Graphene scientists at the University of Manchester have developed a new “nano Petri dish” that uses two-dimensional (2D) materials to create a new way to observe particle motion.
Published in the journal Nature, a team led by researchers based at the National Graphene Institute (NGI) used stacks of 2D materials including graphene to trap liquids to better understand the presence of a liquid changes the nature of a solid.
For the first time, the team photographed an atom “suspended” in a liquid. The results could have far-reaching implications for the future development of green technologies such as hydrogen production. When a solid surface comes into contact with a liquid, the two substances change configuration to react with close proximity.
Such atomic-scale interactions at the solid-liquid interfaces govern the operation of batteries and fuel cells for clean power generation, and also determine the efficiency of clean water production and maintenance of biological processes. Study on a large scale. One of the lead researchers, Professor Sarah Haigh, commented: “Given the broad scientific and industrial implications of such behavior, it is surprising how much we still have to learn about the underlying principles. Version of the behavior of atoms on liquid-contact surfaces, for reasons of lack of information, techniques cannot provide experimental data for the solid-liquid interface.
Transmission electron microscopy (TEM) is one of the few techniques for viewing and analyzing individual atoms. However, TEM equipment requires a high vacuum environment and the structure of the material changes in the vacuum. First author Dr Nick Clark explains: “In our work we have shown that misinformation is provided when the behavior of atoms is studied in a vacuum rather than using our liquid cells.” NGI Professor Roman Gorbachev has pioneered 2D material stacking for electronics, but here his team has used similar techniques to create a “dual graphene liquid cell”.
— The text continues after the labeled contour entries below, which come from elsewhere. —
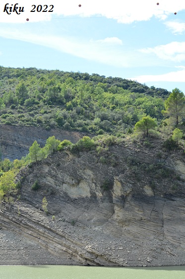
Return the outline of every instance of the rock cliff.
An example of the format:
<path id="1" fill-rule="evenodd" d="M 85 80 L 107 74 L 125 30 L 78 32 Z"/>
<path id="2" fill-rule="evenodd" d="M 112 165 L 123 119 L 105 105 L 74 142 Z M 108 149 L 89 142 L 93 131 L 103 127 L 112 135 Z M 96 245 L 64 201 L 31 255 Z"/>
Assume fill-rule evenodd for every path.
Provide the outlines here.
<path id="1" fill-rule="evenodd" d="M 67 139 L 73 143 L 82 137 L 79 132 L 69 132 L 61 129 L 47 131 L 38 127 L 0 125 L 0 146 L 2 158 L 11 161 L 20 160 L 29 153 L 29 149 L 35 140 L 43 147 L 47 138 L 52 136 L 61 141 Z"/>
<path id="2" fill-rule="evenodd" d="M 160 142 L 101 155 L 58 152 L 21 170 L 20 199 L 11 212 L 0 211 L 1 231 L 39 247 L 35 259 L 46 250 L 57 264 L 184 265 L 185 178 L 184 153 L 165 152 Z M 26 263 L 35 261 L 28 255 Z"/>

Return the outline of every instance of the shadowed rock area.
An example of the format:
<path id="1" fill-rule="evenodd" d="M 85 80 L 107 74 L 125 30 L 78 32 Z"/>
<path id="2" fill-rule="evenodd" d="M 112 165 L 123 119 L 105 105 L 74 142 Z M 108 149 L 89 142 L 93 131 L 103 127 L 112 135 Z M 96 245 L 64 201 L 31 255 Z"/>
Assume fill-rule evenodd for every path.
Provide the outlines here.
<path id="1" fill-rule="evenodd" d="M 0 211 L 0 231 L 36 244 L 56 264 L 184 265 L 185 157 L 161 150 L 160 142 L 152 150 L 123 144 L 101 155 L 64 151 L 31 164 L 17 178 L 20 200 L 11 212 Z"/>

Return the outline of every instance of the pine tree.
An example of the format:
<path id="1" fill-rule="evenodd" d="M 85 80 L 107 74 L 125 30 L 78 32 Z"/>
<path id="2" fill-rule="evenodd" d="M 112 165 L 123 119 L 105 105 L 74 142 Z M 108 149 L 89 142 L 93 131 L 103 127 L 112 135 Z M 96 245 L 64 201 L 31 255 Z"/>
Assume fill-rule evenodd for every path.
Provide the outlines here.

The 2D molybdenum sulfide layer is completely suspended in the liquid and enclosed around the graphene windows. This new design allows them to deliver precisely controlled layers of liquid, enabling unprecedented video capture of a “suspended” atom surrounded by liquid. By analyzing how the atoms move in the video and comparing them with the theoretical views of colleagues at the University of Cambridge, researchers have discovered the influence of liquids on the behavior of atoms.
Liquids were found to speed up the motion of the atoms and also change their preferred resting positions relative to the underlying solid. The team has been working on a promising material for green hydrogen production, but the experimental technology they developed could be used for a variety of applications. Dr Nick Clark said: “This is an important step and just the beginning – we are looking to use this technique to support the development of materials for the sustainable chemical processing needed to achieve zero global ambition.”